BENDeep¶
BENDeep
is a pytorch based deep learning solution for Bengali NLP Task like bengali translation
, bengali sentiment analysis
and so on.
Pretrained Model¶
API¶
Sentiment Analysis¶
Analyzing Sentiment¶
This sentiment analysis model is a RNN based GRU
model trained with socian sentiment dataset with loss 0.073 in 150 epochs.
Dataset size: 4000 sentences
from bendeep import sentiment
model_path = "senti_trained.pt"
vocab_path = "vocab.txt"
text = "আজকের আবহাওয়া খুব সুন্দর।"
sentiment.analyze(model_path, vocab_path, text)
Training Sentiment Model¶
To train this model you need a csv file with one column review
means text and another column sentiment
with 0 or 1, where 1 for positive and 0 for negative sentiment.
Example:
review | sentiment | |
---|---|---|
0 | তোমাকে খুব সুন্দর লাগছে। | 1 |
1 | আজকের আবহাওয়া খুব খারাপ। | 0 |
from bendeep import sentiment
data_path = "sentiment_data.csv"
sentiment.train(data_path)
# you can also pass these parameter
# sentiment.train(data_path, batch_size = 64, epochs=100, model_name="trained.pt")
after successfully training it will complete training and save model as trained.pt
also save vocab file as vocab.txt
Machine Translation¶
Translate Bengali to English¶
This model is a seq2seq attentional model trained with this dataset with loss 0.0.

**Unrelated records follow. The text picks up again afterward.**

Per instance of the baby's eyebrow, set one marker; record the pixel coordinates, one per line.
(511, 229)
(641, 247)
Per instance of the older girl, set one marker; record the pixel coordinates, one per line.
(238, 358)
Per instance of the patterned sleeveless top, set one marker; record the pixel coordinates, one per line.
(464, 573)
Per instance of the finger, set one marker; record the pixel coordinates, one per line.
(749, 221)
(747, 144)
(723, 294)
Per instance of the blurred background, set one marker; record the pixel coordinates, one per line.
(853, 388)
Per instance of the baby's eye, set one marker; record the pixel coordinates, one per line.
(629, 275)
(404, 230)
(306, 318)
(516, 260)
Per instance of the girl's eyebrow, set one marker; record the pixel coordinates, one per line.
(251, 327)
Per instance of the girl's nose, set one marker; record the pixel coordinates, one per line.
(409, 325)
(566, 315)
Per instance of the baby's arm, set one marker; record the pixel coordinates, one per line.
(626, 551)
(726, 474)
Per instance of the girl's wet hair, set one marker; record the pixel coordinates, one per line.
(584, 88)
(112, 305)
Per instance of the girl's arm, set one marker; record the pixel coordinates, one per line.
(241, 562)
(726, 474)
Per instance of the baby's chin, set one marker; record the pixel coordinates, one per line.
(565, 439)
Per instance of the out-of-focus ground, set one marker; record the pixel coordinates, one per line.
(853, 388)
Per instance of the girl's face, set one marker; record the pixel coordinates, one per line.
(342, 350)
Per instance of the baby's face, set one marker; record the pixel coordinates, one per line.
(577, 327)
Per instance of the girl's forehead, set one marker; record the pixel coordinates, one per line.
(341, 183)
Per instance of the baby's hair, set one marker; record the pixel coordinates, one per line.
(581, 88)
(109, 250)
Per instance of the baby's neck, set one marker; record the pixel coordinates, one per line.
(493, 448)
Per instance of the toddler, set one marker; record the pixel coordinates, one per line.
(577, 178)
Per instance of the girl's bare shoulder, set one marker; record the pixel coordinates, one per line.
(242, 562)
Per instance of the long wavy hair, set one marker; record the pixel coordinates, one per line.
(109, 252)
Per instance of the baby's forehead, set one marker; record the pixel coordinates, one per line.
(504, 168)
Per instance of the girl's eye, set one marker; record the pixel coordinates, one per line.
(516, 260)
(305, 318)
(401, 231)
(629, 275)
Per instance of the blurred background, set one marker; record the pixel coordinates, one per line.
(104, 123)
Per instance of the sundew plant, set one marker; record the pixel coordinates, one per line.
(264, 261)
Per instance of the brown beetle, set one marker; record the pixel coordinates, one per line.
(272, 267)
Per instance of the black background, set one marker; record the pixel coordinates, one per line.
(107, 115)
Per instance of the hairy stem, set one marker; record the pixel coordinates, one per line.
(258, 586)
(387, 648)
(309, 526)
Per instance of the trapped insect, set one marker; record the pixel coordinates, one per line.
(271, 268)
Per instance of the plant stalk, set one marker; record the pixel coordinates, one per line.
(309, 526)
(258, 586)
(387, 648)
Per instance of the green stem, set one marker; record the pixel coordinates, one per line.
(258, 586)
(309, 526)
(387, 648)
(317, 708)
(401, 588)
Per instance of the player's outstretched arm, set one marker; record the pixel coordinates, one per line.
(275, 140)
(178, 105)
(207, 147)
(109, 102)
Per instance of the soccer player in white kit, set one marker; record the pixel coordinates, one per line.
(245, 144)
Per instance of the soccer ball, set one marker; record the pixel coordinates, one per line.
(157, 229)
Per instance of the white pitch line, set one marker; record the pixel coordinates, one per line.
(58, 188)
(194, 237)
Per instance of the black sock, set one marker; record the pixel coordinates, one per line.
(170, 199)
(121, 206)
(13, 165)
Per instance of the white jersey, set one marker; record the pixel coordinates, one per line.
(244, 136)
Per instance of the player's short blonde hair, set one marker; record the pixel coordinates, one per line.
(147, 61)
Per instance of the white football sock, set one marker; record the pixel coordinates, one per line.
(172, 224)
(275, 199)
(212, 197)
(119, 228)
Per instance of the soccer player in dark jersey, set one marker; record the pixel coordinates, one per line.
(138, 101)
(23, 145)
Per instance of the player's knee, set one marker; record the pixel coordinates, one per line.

from bendeep import translation
from bendeep.translation import EncoderRNN
from bendeep.translation import AttnDecoderRNN
data_path = "data/translation/eng-ben.txt"
encoder = "models/translation/encoder.pt"
decoder = "models/translation/decoder.pt"
input_sentence = "আমার শীত করছে।"
translation.bn2en(data_path, encoder, decoder, input_sentence)
# outupt
# > আমার শীত করছে ।
# = i feel cold .
Training Translation Model¶
To train translation model you need a dataset in .txt
format with tab separate input
and target
sentences.
Example:
from bendeep import translation
from bendeep.translation import EncoderRNN
from bendeep.translation import AttnDecoderRNN
data_path = "data/translation/eng-ben.txt"
translation.training(data_path, iteration=75000)
after successfully training it will complete training and save encoder and decoder model as encoder.pt
, decoder.pt
. Also display some random evaluation results.